An icon of California Democrats, Jess Unruh coined the phrase, “Money is the mother’s milk of politics.” Over the last six decades, Mr. Unruh’s political progeny have been dedicated to the principle of working hand in glove with labor unions, a myriad of hyphenated “justice” groups, and a broad spectrum of others desiring to put their noses in the governmental trough in return for large amounts of monetary “support.”This symbiotic relationship is the source of massive campaign “contributions” to a broad array of liberal (read Democrat) legislative policy initiatives, ballot measures, and political campaigns. In fact, when faced with a series of propositions supported by a newly elected Governor Schwarzenegger, the California Teachers Association “went to the mat” by refinancing its San Francisco headquarters building for a mere $60 million. The “guarantee” of repayment was the CTA’s ability to get an “advance” against the dues of its members over the next three years.
Following decades of triumph bringing down opposing issues, ideas, and candidates liberals responsible for the financial successes, to paraphrase Plutarch, seeing the breadth of their domain, they wept as there were no more worlds to conquer. But, alas with their allies in place they realized their power to shape California’s future and they began the march to utopia.
This new-found power lead to efforts to increase the minimum wage, press the “Green Agenda,” impose exorbitant taxes and restrictions on evil corporations, expand regulatory requirements on companies, and passing higher taxes aimed at “the rich” but hitting the middle class the hardest. They also targeted big employers through expanding Private Attorneys General Act complaints, broadened family leave requirements, and of course they began pursuing their crown jewel of liberalism, Universal Healthcare.
Of course, passage of such a massive program in the Legislature is no small feat, especially considering Senate Democrats couldn’t or wouldn’t include the cost of such a massive government takeover. Rumors, backed up by a 2008 analysis of a similar measure, pegged a possible cost of $400 billion or roughly two or three times the total of the current state budget.
The confluence of legislative timing and political constituencies came together in late May when Democrats from across California gathered in the Capitol city to hold their summer convention and elect their next state chair. The issue of support for government-run healthcare became so intense that party progressives joined with the leader of the California Nurses Association to warn legislative Democrats that they would put up primary election challengers against lawmakers who didn’t support the bill to create public-funded, universal healthcare.

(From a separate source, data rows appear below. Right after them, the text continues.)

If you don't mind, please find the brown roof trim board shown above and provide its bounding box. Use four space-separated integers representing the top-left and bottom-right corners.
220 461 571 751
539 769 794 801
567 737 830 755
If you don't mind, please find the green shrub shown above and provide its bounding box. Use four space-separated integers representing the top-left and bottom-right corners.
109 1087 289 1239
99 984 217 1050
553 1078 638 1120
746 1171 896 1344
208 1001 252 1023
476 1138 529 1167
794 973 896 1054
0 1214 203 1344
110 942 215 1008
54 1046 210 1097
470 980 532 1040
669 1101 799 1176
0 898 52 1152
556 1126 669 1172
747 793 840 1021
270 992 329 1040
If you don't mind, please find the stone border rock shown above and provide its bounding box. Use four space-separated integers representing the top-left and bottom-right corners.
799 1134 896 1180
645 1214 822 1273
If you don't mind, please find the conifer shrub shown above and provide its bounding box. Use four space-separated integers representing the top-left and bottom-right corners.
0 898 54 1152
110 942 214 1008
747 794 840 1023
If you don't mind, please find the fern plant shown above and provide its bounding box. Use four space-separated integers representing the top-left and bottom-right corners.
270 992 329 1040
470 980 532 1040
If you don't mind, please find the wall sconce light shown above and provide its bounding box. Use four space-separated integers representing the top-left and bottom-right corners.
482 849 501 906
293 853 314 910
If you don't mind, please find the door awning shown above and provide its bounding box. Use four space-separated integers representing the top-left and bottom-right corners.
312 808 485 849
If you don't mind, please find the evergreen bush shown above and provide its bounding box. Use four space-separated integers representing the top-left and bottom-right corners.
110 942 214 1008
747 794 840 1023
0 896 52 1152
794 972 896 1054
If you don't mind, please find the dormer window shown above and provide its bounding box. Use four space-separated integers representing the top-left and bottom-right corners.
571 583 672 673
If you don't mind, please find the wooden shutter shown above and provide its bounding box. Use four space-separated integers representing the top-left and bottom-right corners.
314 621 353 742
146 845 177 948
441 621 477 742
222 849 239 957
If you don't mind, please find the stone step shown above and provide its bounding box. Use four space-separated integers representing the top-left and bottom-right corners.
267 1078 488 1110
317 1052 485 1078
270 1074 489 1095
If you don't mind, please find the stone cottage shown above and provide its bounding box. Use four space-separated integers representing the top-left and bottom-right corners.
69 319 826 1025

While the Establishment Democrats could put a “public band aid” on the whole affair that even tainted the election process of their state chair, there was little doubt about the very large shadow now cast on the relationship between legislative Democrats and their political masters. Fortunately, Democrat Leadership saw a way to blunt the threats facing their choice and put the blame for their duplicity on California Republicans.
Shortly before the Democrat convention the Legislature and Governor Brown enacted the largest gas tax in state history, despite their promise to allow voters of California to have a voice in tax increases. This outrage prompted state Republicans to file a recall petition challenging a freshman Senate Democrat that voted for the new tax and won his seat by less than one percentage point. This set the stage for Establishment Democrats to rush through measures intended to slow down any recall process and allow for substantial funding of the targets of any recall effort. Publicly, Democrats and their supporters in the media decry the recall of a dedicated public servant who is merely representing the best interests of his constituents.
Well, isn’t it also handy that any effort by progressives, union leaders, or simply angry liberals believing Democrats are turning their backs on supporters or worse biting the hand that has fed them for so long will now face the same recall hurdles as their Republican enemies. Aren’t symbiotic relationships fun to watch?
Doug Haaland is a retired Republican policy consultant having spent more than 27 years “Under the Dome.”